Ta preparado pro inferno?

Os condenados, cedido em parceria com a Darkside books, segue o mesmo padrão de “o demonologista” (também publicado pela editora), tanto na parte externa, com a capa simulando o desgaste e marcas do tempo, quanto na parte interna. Mais um belo trabalho da caveirinha.
Pra ser sincero eu esperava um pouco mais do livro, mas isso não significa que não gostei. Ele tem boas ideias e um ritmo de leitura bem bacana que nunca se torna cansativo.

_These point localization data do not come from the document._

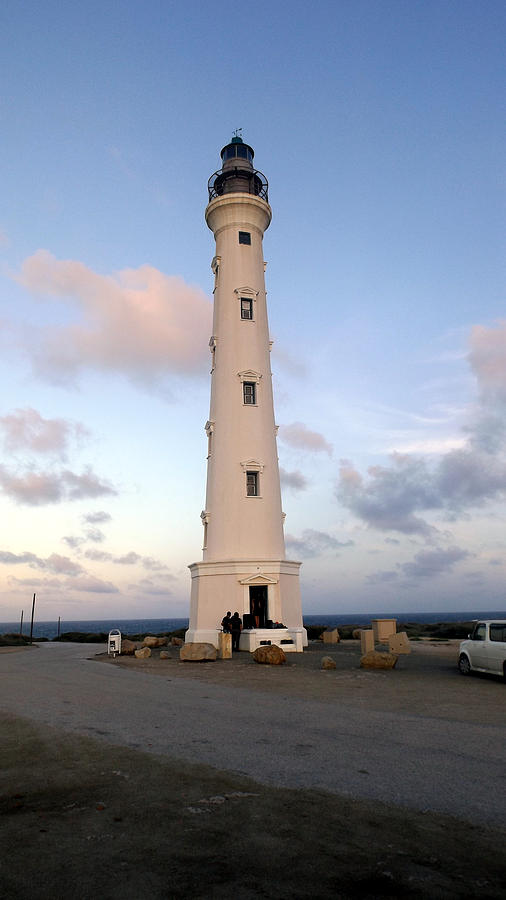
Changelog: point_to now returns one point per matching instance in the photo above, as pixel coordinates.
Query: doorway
(258, 605)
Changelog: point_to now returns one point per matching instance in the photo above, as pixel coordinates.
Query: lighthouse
(243, 567)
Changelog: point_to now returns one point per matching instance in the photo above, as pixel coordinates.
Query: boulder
(328, 662)
(128, 647)
(270, 654)
(151, 641)
(198, 652)
(377, 660)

Apesar de uma coisa ou outra não tão boa, você embarca nessa busca junto com o personagem e se interessa pelo que vai ocorrer ao longo da história. Como já disse, ele é um thriller, então não espere um livro de terror, já que mesmo o sobrenatural é passível de interpretação e não há muitas cenas assustadoras e/ou nojentas, a não ser que você seja bem sensível.

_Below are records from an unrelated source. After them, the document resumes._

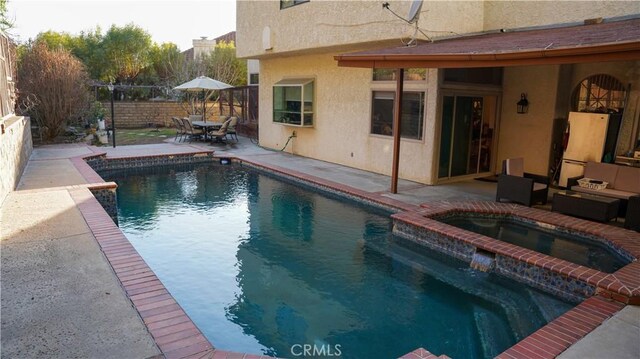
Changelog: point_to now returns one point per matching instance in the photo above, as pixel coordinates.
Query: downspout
(397, 115)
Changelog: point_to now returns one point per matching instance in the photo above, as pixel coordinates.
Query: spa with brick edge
(178, 337)
(572, 281)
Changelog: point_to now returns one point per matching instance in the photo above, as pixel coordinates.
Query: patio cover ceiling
(607, 41)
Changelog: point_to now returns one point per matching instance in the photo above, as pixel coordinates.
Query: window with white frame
(293, 102)
(413, 74)
(412, 121)
(254, 79)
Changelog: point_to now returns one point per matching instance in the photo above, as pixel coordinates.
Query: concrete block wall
(15, 149)
(141, 114)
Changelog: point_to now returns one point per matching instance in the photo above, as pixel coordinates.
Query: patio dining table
(207, 126)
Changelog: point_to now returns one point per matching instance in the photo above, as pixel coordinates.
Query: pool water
(264, 266)
(573, 248)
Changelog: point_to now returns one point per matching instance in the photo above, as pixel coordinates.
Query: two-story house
(327, 74)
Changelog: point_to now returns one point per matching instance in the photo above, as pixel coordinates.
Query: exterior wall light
(523, 104)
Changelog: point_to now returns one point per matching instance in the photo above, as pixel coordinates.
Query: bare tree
(55, 84)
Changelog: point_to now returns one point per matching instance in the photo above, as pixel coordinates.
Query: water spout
(483, 260)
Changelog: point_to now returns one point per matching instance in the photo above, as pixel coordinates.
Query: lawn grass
(142, 136)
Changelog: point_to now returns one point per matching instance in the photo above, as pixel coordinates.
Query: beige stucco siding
(528, 135)
(628, 73)
(325, 24)
(342, 118)
(525, 13)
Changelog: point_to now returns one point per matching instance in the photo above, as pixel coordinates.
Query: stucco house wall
(325, 24)
(526, 13)
(341, 133)
(528, 135)
(301, 41)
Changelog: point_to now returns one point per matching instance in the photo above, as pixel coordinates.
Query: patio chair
(180, 130)
(231, 131)
(190, 130)
(518, 186)
(195, 118)
(221, 134)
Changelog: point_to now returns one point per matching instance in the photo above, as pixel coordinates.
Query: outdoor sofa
(623, 183)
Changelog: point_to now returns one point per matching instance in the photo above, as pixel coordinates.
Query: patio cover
(607, 41)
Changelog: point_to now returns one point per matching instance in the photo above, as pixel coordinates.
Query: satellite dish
(414, 11)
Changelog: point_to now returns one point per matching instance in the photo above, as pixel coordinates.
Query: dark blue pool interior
(572, 247)
(261, 264)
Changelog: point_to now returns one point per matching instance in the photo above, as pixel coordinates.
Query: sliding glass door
(466, 135)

Apesar de eu gostar de O demonologista até mais que de Os condenados, eu sei que muita gente não gostou do primeiro livro do autor por causa do final. Caso você seja um desses, pode dar uma nova chance para o Pyper porque ele segue por caminhos diferentes do livro anterior. Vi muita gente que não gostou do primeiro elogiando este. Portanto, caso já goste do autor ou de thrillers e se interesse por temas sobrenaturais, Os condenados é um livro bem interessante para se ter na estante, mas mantenha longe do fogo e do alcance de crianças, por que ele é altamente inflamável.